Diane Ravitch
The Death and Life of the Great American School System:
How Testing and Choice are Undermining Education
New York, NY: Basic Books, 2010
Ask almost anyone about the state of education in the United States (or even more broadly across Western countries) and they will express concern over low test scores, students being unprepared for college and the workplace, and a lack of civil and cultural knowledge. For many of the elites—politicians like George Bush and Barack Obama, businessmen like Bill Gates and Eli Broad, and the foundations established by the wealthy men such as Sam Walton and Rockfeller—the solution is to run education more like a business: competition, deregulation, and increased quantification and data collection. In her book, The Death and Life of the Great American School System, Diane Ravitch attempts to dismantle, or at least cause readers to step back and reevaluate, some of the proposed and implemented reforms to the education system. While not directly addressed, the issues of race looms between the lines of Ravitch’s writings as the unspoken reason why reforms have failed.
Ravitch was born to a Jewish family in Texas, where she attended public school. She graduated from Columbia University with a PhD in the history of education. During the presidency of George H.W. Bush, she served as the Assistant Secretary of Education. Afterward, she worked for the National Assessment Governing Board and then the Brookings Institution. During that time, she promoted the ideas of school choice via vouchers and charter schools, and using “high-stakes” testing to reward and punish schools and teachers based on student results. After the No Child Left Behind Act began its implementation, she began to question her previous assumptions, which resulted in her writing The Death and Life of the Great American School System in 2010.

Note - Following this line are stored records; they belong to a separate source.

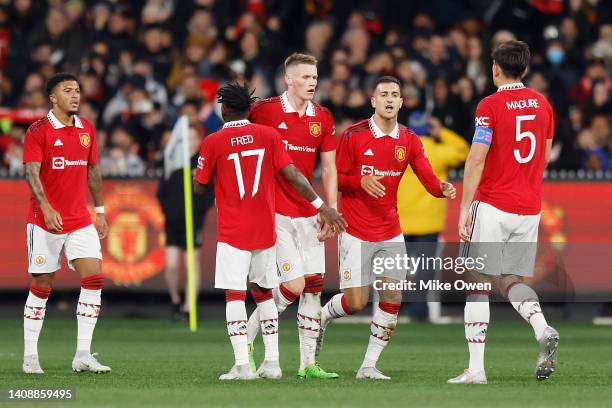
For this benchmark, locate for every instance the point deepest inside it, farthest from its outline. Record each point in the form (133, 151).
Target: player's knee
(260, 294)
(356, 304)
(313, 283)
(507, 282)
(388, 296)
(296, 285)
(43, 280)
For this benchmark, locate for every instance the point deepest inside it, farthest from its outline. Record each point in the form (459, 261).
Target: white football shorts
(44, 248)
(298, 250)
(235, 266)
(356, 259)
(506, 242)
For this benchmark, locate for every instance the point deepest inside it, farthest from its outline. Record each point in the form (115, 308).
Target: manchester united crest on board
(85, 139)
(315, 128)
(400, 153)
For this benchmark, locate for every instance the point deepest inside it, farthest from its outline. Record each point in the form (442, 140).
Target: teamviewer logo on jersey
(57, 163)
(367, 170)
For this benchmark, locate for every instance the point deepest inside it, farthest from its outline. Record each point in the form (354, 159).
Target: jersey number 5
(521, 135)
(234, 156)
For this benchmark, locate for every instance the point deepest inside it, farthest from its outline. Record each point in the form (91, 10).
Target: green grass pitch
(161, 364)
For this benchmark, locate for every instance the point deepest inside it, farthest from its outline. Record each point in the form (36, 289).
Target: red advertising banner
(573, 212)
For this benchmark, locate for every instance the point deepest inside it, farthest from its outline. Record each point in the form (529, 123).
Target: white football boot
(89, 363)
(31, 365)
(547, 357)
(270, 370)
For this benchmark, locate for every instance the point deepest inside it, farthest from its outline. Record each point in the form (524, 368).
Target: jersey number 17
(236, 158)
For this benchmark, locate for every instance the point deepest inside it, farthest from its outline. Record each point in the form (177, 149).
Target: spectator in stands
(122, 159)
(171, 198)
(174, 50)
(422, 217)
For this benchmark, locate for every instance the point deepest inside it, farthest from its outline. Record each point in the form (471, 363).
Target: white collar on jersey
(59, 125)
(509, 87)
(287, 108)
(378, 131)
(236, 123)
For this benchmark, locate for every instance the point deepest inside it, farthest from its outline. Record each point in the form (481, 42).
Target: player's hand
(372, 186)
(53, 220)
(333, 218)
(325, 232)
(448, 190)
(465, 225)
(101, 225)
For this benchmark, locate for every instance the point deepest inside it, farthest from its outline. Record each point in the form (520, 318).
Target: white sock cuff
(35, 301)
(90, 296)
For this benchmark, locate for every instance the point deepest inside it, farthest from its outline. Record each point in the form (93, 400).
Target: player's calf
(337, 307)
(283, 297)
(269, 323)
(33, 317)
(235, 314)
(383, 324)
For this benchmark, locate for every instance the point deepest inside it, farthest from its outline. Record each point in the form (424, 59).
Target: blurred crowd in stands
(142, 63)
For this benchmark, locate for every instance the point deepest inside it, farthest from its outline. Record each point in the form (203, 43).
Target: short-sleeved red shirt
(243, 159)
(64, 152)
(303, 138)
(365, 150)
(515, 122)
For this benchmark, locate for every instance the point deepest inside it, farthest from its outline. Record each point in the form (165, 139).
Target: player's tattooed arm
(328, 215)
(94, 182)
(33, 179)
(299, 182)
(53, 219)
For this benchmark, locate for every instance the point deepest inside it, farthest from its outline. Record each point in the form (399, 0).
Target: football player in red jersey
(244, 158)
(372, 157)
(501, 202)
(307, 130)
(60, 156)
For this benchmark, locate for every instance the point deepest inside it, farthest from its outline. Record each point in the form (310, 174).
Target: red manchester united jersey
(516, 122)
(63, 153)
(365, 150)
(303, 137)
(243, 158)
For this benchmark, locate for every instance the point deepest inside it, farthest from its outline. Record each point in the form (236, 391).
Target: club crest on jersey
(400, 153)
(85, 139)
(315, 128)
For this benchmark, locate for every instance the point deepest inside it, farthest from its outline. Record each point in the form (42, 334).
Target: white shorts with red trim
(356, 259)
(44, 248)
(506, 242)
(298, 250)
(235, 266)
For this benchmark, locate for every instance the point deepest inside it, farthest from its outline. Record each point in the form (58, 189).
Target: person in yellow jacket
(422, 216)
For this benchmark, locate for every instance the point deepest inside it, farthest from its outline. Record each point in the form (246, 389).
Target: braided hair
(236, 97)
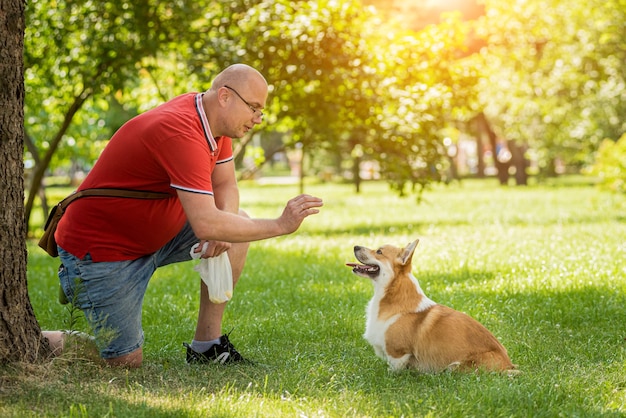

The book focuses on three main criticisms Ravitch has of the Bush-Obama education policies: standardized testing, charter schools, and accountability measures. She fears that the emphasis on reading and math testing increases the time spent on those subjects at the expense of history, art, physical education, civics, and other electives, and encourages cheating and manipulation to give the appearance of improving scores. While not completely disowning the idea of charter schools, Ravitch shows that charter and private schools produce minimal increases, and sometimes negative effects, on students’ academic outcomes. Finally, while at face value it sounds nice to hold teachers accountable for student outcomes, teachers are only one factor in a student’s life, and it would be unfair to penalize them for circumstances beyond their control (such as a student’s motivation and parental support, or lack thereof).
Perhaps the most telling sentence of the book, with variations repeated throughout, is: “It seems that the only guaranteed strategy [to improve test scores] is to change the student population, replacing low-performing students with higher-performing students” (p. 105). Who are these low-performing and high-performing students? Blacks, Hispanics, special education students, and English language learners (read: non-white refugees and immigrants) compose the former category while whites and Asians make up the latter.
Ravitch argues that school type made little to no difference in the test results of students. “When students were compared by race and ethnicity, there was little difference in the test scores of students in charter schools and regular public schools” (p. 140). In terms of reading and mathematical ability, what matters is not where the students go, but who they are.
The reformers Ravitch argues against promote the idea that if students receive great teachers (greatness being measured by increasing student test scores), it would close the achievement gap between blacks and whites. They theorized that if a great teacher could raise a student’s score by 5 percentile points, then a series of top teachers back-to-back could close the 34 percentile point gap between black and white students in three to five years (p. 183-84). Ravitch counters with two points: first, that teachers are not consistently “great” from year to year. A teacher may be in the top quartile for student improvement one year and then the bottom quartile the next, or vice versa. Her second point is that, contrary to much of the debate surrounding education policy, student results do not lie solely in the teacher’s control. Giving a high-performing teacher low-performing students is more likely to drop the teacher’s evaluation than it is to raise the students’ test scores (p. 185).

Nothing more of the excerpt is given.